Cette analyse consiste à essayer de comprendre le message de ce Jésus fils de Marie, et comment la
pensée islamique considère ce prophète que les Chrétiens nomment fils de Dieu, et que la tradition
apostolique appelle Dieu.

Je voudrais dans cette analyse, que l’on se familiarise avec la pensée religieuse des musulmans, sur
l’interprétation du message de Jésus. En dernier lieu, il sera intéressant de constater comment
l’Islam présente le Christ et ce que ce prophète représente dans l’eschatologie de l’Islam.

Panorama de certaines communautés


Sémites dans la péninsule Arabique

On retrouve en Arabie, des colonies juives et chrétiennes très prospères. Elles se trouvaient à
Médine, ville sainte qui servit de refuge à Mahomet en 622, aussi dans le sud, Yémen, qui subit vers
le V1 siècle une invasion Abyssinique inspirée probablement par Byzance. Beaucoup de tribus
nomades étaient chrétiennes et d’inspiration Nestorienne,( fondé par Nestorius, il fut déposé par le
concile d’Esphèse en 431. Nestorius distinguait deux personnes en Jésus-Christ.) On retrouve
certaines tribus comme les Ghassanides, les Lakmides, les Taghlibites, les Banoûkalp ; même
fameux poètes Imroulgaïs, comme Nabigha Dhabyani étaient chrétiens. À la Mekke, on pouvait y
retrouver beaucoup de chrétiens mekkois ou étrangers.
À Mekka existait un esprit curieux ou on pouvait facilement trouver des juifs et des Chrétiens qui ne
demandaient qu’à proclamer leur foi, mais très souvent, ces petits groupes appartenaient à des
communautés qui se considéraient les unes envers les autres comme hérétiques. Il n’y avait aucune
base ecclésiale ou théologique stable.
Il faut aussi tenir compte que le christianisme de cette époque était aussi influencé par le Babylonien
Mani ( 216-277) qui fonda une nouvelle religion, le manichéisme, et qui prétendait être la suite de
tous les prophètes « Mani » l’envoyé de Dieu. Les manichéens avaient eux-mêmes hérité leurs
croyances de certaines sectes chrétiennes hérétiques et de certaines conceptions dualistes
empruntées au zoroastrisme et au bouddhisme.

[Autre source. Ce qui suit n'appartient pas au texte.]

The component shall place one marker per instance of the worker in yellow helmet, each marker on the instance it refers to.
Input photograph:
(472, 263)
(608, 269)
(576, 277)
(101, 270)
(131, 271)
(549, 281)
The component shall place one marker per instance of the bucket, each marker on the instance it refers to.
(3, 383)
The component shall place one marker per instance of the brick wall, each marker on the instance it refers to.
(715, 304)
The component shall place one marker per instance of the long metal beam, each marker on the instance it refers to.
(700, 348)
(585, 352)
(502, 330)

On retrouve dans aussi dans le monde Arabique d’autres individus qui vivaient retirés dans la
méditation et l’ascétisme. Ils croyaient en un dieu unique, mais n’étaient ni juifs ni chrétiens
(Hanif). Avant même les premières révélations du Coran, Muhammad aura sans doute des contacts
avec certains adeptes de ces divers groupes religieux. 1 ( l’Islam et les musulmans)

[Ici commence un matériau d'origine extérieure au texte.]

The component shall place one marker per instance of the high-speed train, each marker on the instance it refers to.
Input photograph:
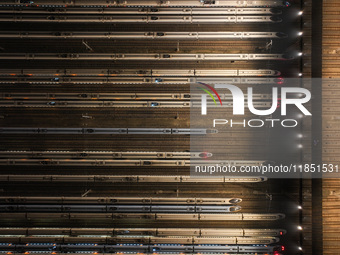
(142, 11)
(129, 178)
(120, 200)
(45, 80)
(141, 56)
(140, 248)
(126, 162)
(207, 232)
(127, 3)
(139, 239)
(13, 208)
(117, 96)
(143, 35)
(109, 131)
(106, 154)
(156, 19)
(134, 72)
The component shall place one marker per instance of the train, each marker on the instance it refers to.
(143, 11)
(140, 248)
(118, 96)
(127, 162)
(135, 72)
(142, 57)
(143, 35)
(86, 208)
(129, 178)
(116, 104)
(212, 232)
(121, 200)
(139, 239)
(45, 80)
(106, 154)
(152, 19)
(109, 131)
(131, 253)
(121, 217)
(131, 3)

Éclaircissement sur le Jésus de l’Islam

Nous retrouvons dans la pensée musulmane un Jésus que les musulmans considèrent comme
prophète, et comme celui qui à pour mission de préparer la venue de Muhammad. Ce Jésus de
l’Islam se distingue totalement de la vision chrétienne qui fait de Jésus, Dieu. L’Islam s’est
farouchement opposé au christianisme qui fait de Jésus le fils de Dieu. Néanmoins et à coup sûr
contre la doctrine chrétienne de la divinité du Christ et de l’incarnation. De nombreux versets du
Coran affirment avec force qu’il n’est qu’un prophète et que les prophètes ne sont que des hommes.
C’est dire qu’il est une pure créature et que la façon de le créer, pour extraordinaire qu’elle soit, ne
lui confère aucun privilège. 2 (Jésus fils de Marie)

Précision : l’Islam reconnaît la nativité du Christ selon la tradition chrétienne. « Et évoque Marie,
fille de Imran qui avait gardé inviolée l’organe de son sexe, alors nous lui avons insufflé de notre
esprit » (s 21 verset 91 » 3 ( Le Coran)

L’Islam se justifie en disant : « Adam, qui à été crée du limon de la terre, sans père ni mère, n’est
rien de plus qu’un homme. Dieu est la cause première de toute création, c’est-à-dire, la cause
réelle. Un être n’est pas supérieur à un autre parce qu’il sort directement des mains de Dieu ». 4 (
Jésus prophète de l’Islam)

Dans la pensée musulmane, Jésus est considéré comme Mustafa, ce qui veut dire élu de Dieu. Il est
l’envoyé de Dieu, celui qui vient parler de la grandeur de Dieu, de la soumission à Allah : En
d’autres mots. Jésus et ses disciples sont les premiers musulmans. Voici ce que dit le Coran :
« Quand Jésus sentit l’infidélité qui était la leur, il dit : Quels seront mes auxiliaires (ansar) sur la
voie vers Dieu ? Les apôtres répondirent, nous sommes les auxiliaires de Dieu, nous nous croyons
en Dieu, atteste que nous sommes musulmans » Soumis à Dieu. 5 ( Le Coran)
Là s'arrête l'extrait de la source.